Ensure your personal safety with the latest security standards

With identity theft one of the fastest growing crimes in modern time, many new laws have been passed to ensure the security of personal information. Some of these laws include HIPPA, Gramm Leach Bliley Act, The Economic Espionage Act (EEA), and The Fair and Accurate Credit Transactions Act (FACTA).

The Health Insurance Portability and Accountability Act (HIPAA) of 1996 regulates the healthcare industry in the United States and assures that healthcare organizations will be responsible for the secure electronic transmission, secure storage and disposal of patient information.

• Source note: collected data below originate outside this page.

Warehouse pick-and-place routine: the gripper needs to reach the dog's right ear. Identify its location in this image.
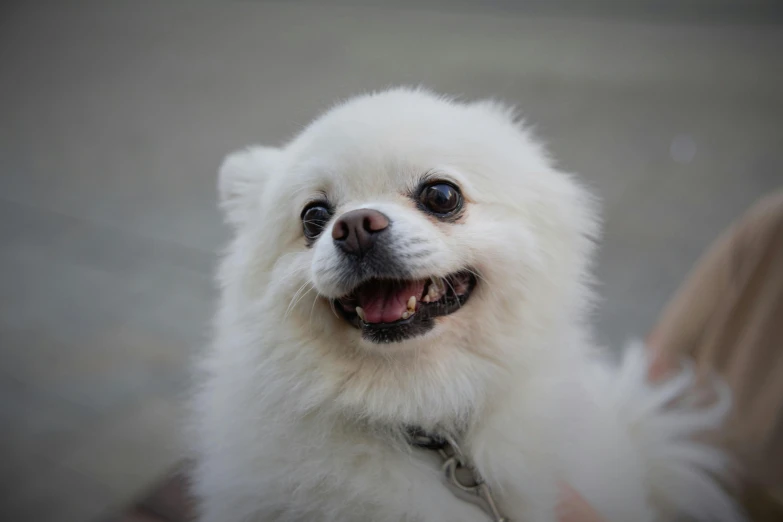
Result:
[218,146,282,226]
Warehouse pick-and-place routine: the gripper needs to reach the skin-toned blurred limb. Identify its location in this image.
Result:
[560,192,783,522]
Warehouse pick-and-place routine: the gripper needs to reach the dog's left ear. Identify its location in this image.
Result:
[218,146,282,226]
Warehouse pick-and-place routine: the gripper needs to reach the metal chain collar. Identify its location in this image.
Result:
[408,428,511,522]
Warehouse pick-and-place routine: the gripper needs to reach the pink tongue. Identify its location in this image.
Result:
[356,281,424,323]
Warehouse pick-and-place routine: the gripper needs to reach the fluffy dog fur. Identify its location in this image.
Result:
[193,89,740,522]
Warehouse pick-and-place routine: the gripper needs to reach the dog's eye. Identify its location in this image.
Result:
[302,203,332,239]
[419,182,462,215]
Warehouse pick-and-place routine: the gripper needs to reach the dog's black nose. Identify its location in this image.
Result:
[332,208,389,257]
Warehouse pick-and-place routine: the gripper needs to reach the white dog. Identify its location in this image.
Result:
[194,89,741,522]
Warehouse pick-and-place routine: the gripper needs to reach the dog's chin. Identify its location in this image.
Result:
[332,269,477,344]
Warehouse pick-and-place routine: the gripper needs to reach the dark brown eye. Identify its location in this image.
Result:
[302,203,332,239]
[419,182,462,215]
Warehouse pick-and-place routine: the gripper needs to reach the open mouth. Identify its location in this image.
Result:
[334,270,476,343]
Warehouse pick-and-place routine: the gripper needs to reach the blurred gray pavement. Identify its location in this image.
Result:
[0,1,783,522]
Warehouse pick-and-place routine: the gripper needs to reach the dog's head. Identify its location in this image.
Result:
[219,90,597,422]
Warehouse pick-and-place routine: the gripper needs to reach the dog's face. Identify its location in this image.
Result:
[220,90,595,378]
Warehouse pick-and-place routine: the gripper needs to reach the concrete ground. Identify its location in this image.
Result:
[0,1,783,522]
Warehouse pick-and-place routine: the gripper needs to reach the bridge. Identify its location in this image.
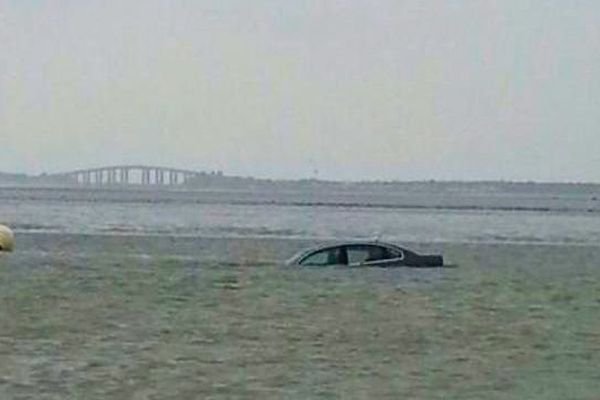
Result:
[46,165,222,186]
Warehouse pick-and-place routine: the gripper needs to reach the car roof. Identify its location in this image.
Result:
[288,240,407,262]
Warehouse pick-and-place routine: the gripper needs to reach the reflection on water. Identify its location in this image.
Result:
[0,185,600,244]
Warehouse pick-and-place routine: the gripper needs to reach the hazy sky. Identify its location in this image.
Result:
[0,0,600,181]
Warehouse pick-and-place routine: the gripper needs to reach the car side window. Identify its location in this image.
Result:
[300,247,342,265]
[347,245,392,264]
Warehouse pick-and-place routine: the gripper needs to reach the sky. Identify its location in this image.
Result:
[0,0,600,182]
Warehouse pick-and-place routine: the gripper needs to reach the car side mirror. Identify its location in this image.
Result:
[0,225,15,252]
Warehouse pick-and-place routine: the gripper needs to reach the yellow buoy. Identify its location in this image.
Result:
[0,225,15,252]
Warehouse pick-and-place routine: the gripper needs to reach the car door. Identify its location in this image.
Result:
[299,246,347,266]
[346,244,404,267]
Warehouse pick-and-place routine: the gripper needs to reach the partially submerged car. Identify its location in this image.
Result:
[286,242,444,267]
[0,225,15,252]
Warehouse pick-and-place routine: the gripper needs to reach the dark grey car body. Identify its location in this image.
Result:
[286,242,444,267]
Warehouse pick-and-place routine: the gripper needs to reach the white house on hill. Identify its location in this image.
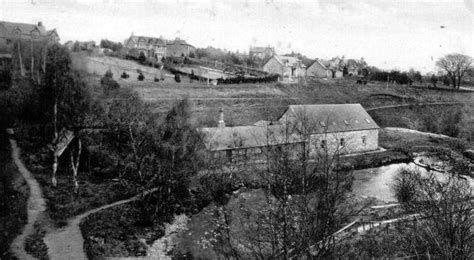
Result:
[200,104,379,161]
[262,55,305,81]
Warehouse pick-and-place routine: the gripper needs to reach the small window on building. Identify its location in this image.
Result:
[321,140,326,149]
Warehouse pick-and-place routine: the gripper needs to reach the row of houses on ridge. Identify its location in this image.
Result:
[124,33,196,60]
[249,44,367,82]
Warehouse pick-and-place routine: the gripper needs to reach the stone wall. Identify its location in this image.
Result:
[310,129,379,154]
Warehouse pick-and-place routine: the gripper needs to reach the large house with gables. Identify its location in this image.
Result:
[0,21,59,54]
[200,104,379,161]
[124,34,195,60]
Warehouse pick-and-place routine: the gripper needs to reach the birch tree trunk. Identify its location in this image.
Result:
[71,137,82,193]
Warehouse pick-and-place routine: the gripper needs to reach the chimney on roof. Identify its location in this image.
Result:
[217,108,225,128]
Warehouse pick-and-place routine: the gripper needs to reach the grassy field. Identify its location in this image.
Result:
[73,54,474,129]
[67,54,474,258]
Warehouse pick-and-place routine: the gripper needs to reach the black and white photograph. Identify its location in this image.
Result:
[0,0,474,260]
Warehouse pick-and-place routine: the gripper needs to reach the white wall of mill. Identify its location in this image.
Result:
[310,129,379,154]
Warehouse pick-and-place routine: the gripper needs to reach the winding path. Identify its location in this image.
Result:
[7,129,46,259]
[44,188,157,260]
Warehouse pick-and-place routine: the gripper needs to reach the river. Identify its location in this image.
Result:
[352,160,474,202]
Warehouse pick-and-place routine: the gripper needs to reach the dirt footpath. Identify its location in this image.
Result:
[9,130,46,259]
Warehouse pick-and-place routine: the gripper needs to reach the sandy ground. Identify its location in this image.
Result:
[7,129,46,259]
[44,189,156,260]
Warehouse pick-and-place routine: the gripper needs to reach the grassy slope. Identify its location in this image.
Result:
[73,54,474,129]
[71,53,474,257]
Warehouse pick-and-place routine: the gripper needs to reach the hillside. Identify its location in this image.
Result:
[73,54,474,142]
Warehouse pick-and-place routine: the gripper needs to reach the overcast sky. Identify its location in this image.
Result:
[0,0,474,72]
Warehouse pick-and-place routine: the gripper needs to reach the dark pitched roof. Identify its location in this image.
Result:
[280,104,380,134]
[199,125,300,151]
[308,59,328,70]
[199,104,379,151]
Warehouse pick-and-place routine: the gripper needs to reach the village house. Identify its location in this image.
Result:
[249,46,275,60]
[166,38,196,57]
[306,59,332,78]
[0,21,59,54]
[200,104,379,161]
[262,55,306,81]
[124,34,167,60]
[124,34,195,60]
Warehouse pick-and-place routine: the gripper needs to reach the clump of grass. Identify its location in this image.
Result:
[25,223,49,260]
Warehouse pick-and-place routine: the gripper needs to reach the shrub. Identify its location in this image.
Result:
[392,168,419,203]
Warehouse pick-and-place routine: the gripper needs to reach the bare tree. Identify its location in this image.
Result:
[436,53,472,88]
[203,109,360,259]
[394,169,474,259]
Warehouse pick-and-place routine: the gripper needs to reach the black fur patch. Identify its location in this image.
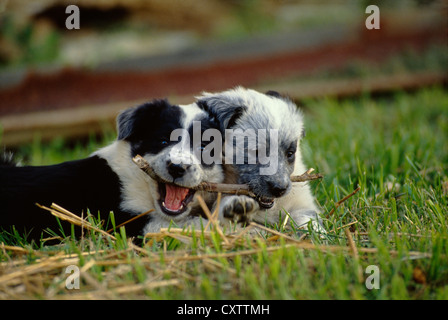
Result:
[117,100,183,156]
[0,156,144,240]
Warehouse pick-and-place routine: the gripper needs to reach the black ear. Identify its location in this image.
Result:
[197,96,247,132]
[117,100,171,140]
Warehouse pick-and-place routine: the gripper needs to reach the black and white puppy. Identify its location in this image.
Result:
[198,87,323,231]
[0,100,223,239]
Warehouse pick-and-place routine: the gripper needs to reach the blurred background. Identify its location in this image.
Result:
[0,0,448,147]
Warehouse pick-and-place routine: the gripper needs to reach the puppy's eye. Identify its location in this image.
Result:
[286,149,296,160]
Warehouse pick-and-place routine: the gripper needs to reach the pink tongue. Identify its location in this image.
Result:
[165,184,188,211]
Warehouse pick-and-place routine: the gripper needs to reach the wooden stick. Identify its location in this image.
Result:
[132,155,323,198]
[326,187,361,219]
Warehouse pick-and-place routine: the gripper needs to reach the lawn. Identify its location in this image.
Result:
[0,87,448,300]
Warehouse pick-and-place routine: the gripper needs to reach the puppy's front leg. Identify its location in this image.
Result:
[219,196,259,224]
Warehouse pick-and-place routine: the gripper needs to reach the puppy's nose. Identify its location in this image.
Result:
[268,181,288,197]
[168,162,189,179]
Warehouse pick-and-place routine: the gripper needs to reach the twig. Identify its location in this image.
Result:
[132,155,323,198]
[197,195,229,245]
[326,187,361,219]
[291,168,324,182]
[36,203,116,240]
[106,209,154,233]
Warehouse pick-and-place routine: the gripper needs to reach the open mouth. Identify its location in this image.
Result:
[257,197,274,209]
[159,182,195,216]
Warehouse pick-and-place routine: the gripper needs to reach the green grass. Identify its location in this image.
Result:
[0,88,448,299]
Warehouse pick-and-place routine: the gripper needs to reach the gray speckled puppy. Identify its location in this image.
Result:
[198,87,324,232]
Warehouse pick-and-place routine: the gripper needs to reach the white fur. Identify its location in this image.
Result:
[93,104,224,235]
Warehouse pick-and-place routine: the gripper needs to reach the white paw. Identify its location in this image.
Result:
[220,196,258,223]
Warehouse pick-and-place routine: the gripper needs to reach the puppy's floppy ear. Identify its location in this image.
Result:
[117,107,137,140]
[117,100,171,140]
[197,96,247,131]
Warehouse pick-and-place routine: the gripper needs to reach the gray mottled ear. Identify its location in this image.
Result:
[197,95,247,131]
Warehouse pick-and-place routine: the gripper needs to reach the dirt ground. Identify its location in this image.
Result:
[0,25,447,116]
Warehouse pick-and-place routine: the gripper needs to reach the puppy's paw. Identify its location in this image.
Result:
[220,196,258,223]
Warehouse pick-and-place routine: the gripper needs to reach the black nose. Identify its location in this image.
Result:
[268,181,288,197]
[168,162,189,179]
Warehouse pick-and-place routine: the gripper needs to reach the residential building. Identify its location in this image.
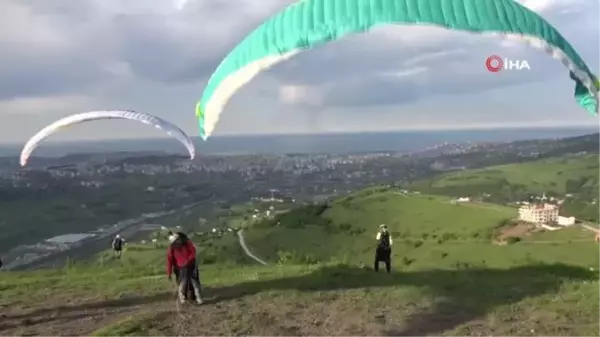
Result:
[519,204,558,224]
[556,216,575,226]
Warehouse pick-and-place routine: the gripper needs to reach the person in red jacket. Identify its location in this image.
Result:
[167,234,203,304]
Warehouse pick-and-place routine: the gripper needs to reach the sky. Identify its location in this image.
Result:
[0,0,600,142]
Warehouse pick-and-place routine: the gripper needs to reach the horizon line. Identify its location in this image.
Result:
[0,121,600,146]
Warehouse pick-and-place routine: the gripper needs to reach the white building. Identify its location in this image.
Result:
[519,204,558,224]
[556,216,575,226]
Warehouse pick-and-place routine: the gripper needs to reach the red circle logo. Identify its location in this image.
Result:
[485,55,504,73]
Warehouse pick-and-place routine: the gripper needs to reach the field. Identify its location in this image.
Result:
[416,155,600,195]
[0,188,600,337]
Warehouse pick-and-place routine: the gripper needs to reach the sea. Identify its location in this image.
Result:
[0,127,600,157]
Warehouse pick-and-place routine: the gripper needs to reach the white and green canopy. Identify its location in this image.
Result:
[196,0,600,139]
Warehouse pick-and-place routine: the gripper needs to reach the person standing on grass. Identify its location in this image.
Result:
[112,234,125,259]
[375,224,393,273]
[167,233,203,304]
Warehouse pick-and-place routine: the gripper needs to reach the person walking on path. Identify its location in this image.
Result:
[112,234,125,259]
[167,233,203,304]
[375,224,393,273]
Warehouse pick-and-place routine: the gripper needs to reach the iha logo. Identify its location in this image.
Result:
[485,55,531,73]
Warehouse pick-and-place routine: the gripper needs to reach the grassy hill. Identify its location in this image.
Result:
[411,154,600,221]
[415,155,600,196]
[0,188,600,337]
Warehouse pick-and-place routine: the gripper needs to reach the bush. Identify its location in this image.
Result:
[277,250,319,264]
[506,236,521,244]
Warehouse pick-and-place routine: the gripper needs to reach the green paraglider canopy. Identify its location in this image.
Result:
[196,0,600,139]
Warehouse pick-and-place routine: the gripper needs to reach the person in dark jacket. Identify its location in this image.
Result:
[375,224,392,273]
[111,234,125,259]
[167,233,203,304]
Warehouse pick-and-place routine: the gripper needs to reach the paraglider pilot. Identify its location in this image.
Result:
[375,224,392,273]
[167,233,203,304]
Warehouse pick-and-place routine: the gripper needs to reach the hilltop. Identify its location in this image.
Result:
[410,153,600,221]
[0,187,600,337]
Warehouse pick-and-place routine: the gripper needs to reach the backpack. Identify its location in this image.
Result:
[377,232,390,248]
[113,238,123,249]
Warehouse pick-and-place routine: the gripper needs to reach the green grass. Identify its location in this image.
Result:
[245,190,516,263]
[0,188,600,337]
[411,155,600,221]
[414,155,600,194]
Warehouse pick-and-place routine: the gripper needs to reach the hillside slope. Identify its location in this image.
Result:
[0,188,600,337]
[410,154,600,221]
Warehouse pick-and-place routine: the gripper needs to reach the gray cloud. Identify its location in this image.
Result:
[0,0,600,137]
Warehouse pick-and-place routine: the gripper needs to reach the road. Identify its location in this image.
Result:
[11,203,198,270]
[237,229,267,266]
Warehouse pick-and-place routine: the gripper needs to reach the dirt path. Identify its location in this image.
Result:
[0,292,175,337]
[237,229,267,265]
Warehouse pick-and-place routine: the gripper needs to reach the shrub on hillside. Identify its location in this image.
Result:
[506,236,521,244]
[255,204,331,228]
[277,250,319,264]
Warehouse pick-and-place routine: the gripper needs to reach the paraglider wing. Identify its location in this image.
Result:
[196,0,598,140]
[21,110,196,166]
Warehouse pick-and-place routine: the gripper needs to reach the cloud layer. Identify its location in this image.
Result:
[0,0,600,141]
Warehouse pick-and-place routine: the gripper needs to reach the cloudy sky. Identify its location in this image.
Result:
[0,0,600,142]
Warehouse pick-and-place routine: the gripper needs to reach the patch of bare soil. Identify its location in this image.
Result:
[496,222,540,243]
[0,293,174,337]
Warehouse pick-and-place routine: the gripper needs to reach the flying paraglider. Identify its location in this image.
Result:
[21,110,196,166]
[196,0,600,140]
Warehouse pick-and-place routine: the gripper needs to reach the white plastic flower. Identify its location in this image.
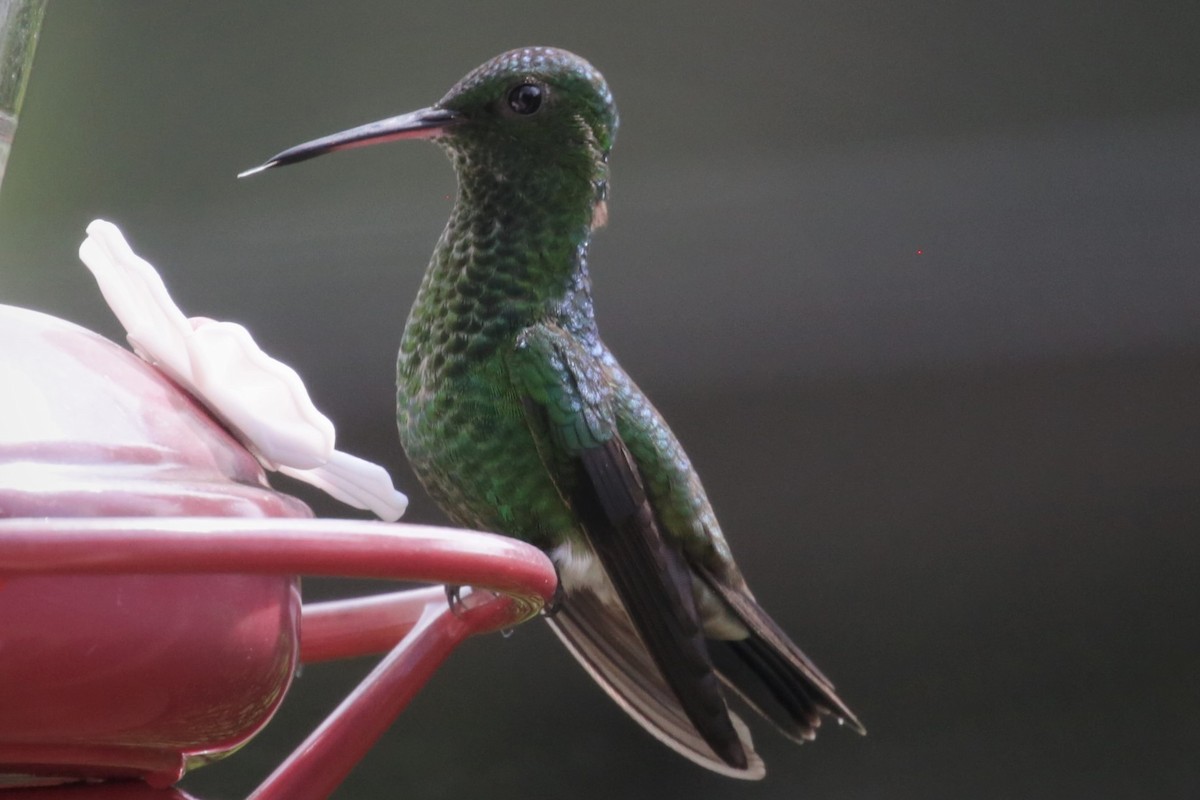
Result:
[79,219,408,522]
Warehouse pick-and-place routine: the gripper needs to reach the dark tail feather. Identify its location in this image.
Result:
[703,572,866,741]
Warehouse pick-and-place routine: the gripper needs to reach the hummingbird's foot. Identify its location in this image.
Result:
[541,564,566,619]
[446,583,466,619]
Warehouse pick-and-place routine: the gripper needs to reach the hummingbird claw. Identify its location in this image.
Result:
[446,584,466,619]
[541,564,566,619]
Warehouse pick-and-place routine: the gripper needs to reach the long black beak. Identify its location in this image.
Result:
[238,108,461,178]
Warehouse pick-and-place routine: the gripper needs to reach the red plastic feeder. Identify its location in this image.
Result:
[0,306,556,800]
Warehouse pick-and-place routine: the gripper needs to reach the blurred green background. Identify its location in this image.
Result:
[0,0,1200,800]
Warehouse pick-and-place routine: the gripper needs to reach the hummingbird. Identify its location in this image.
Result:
[242,47,865,778]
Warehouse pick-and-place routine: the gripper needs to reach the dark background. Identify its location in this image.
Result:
[0,0,1200,799]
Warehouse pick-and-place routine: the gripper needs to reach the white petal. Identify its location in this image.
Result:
[79,219,408,522]
[280,450,408,522]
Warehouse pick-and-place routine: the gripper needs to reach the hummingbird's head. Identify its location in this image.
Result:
[433,47,617,172]
[241,47,617,211]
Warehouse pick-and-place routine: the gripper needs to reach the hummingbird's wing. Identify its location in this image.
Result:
[508,324,762,777]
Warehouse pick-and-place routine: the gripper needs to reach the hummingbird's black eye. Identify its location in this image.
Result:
[509,83,542,115]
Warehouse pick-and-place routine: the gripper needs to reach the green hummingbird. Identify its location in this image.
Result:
[244,47,865,778]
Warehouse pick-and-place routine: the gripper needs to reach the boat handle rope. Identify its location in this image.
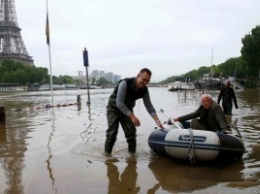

The Gramm-Leach-Bliley Act of 1999 (GLB)
Mandates that financial institutions that obtain nonpublic personal information through the normal course of their business must develop precautions to ensure the security and confidentiality of customer records and information, and to protect against unauthorized access to or use of such records. This includes secure storage, disposal, and sharing of confidential information. Who must comply with the Gramm-Leach-Bliley Act: Banking and credit issuing, Insurance, Stocks, bonds, and investing, Financial service providers

The Economic Espionage Act (EEA)
Makes the theft or misappropriation of trade secrets a criminal offense. Taking papers from Dumpsters outside offices is called "Dumpster diving" and is a common tactic used by commercial information brokers as well as foreign intelligence services. It involves collecting and going through the trash left out for collection from residences and businesses. Stealing trash is not illegal. The Supreme Court ruled in 1988 that once an item is left for trash pickup, there is no expectation of privacy or continued ownership. Who is affected by EEA: U. S. Citizens, General businesses handling sensitive data in hardcopy

The Fair and Accurate Credit Transactions Act of 2003
Also known as the FACT Act. Was signed into law on December 4, 2003. In general, the Act amends the Fair Credit Reporting Act ("FCRA"). The Act contains a number of provisions intended to combat consumer fraud and related crimes, including identity theft, and to assist its victims. Specifically the act requires the destruction of PAPERS CONTAINING CONSUMER INFORMATION. It is hard to imagine any business or organization that is not bound by this law.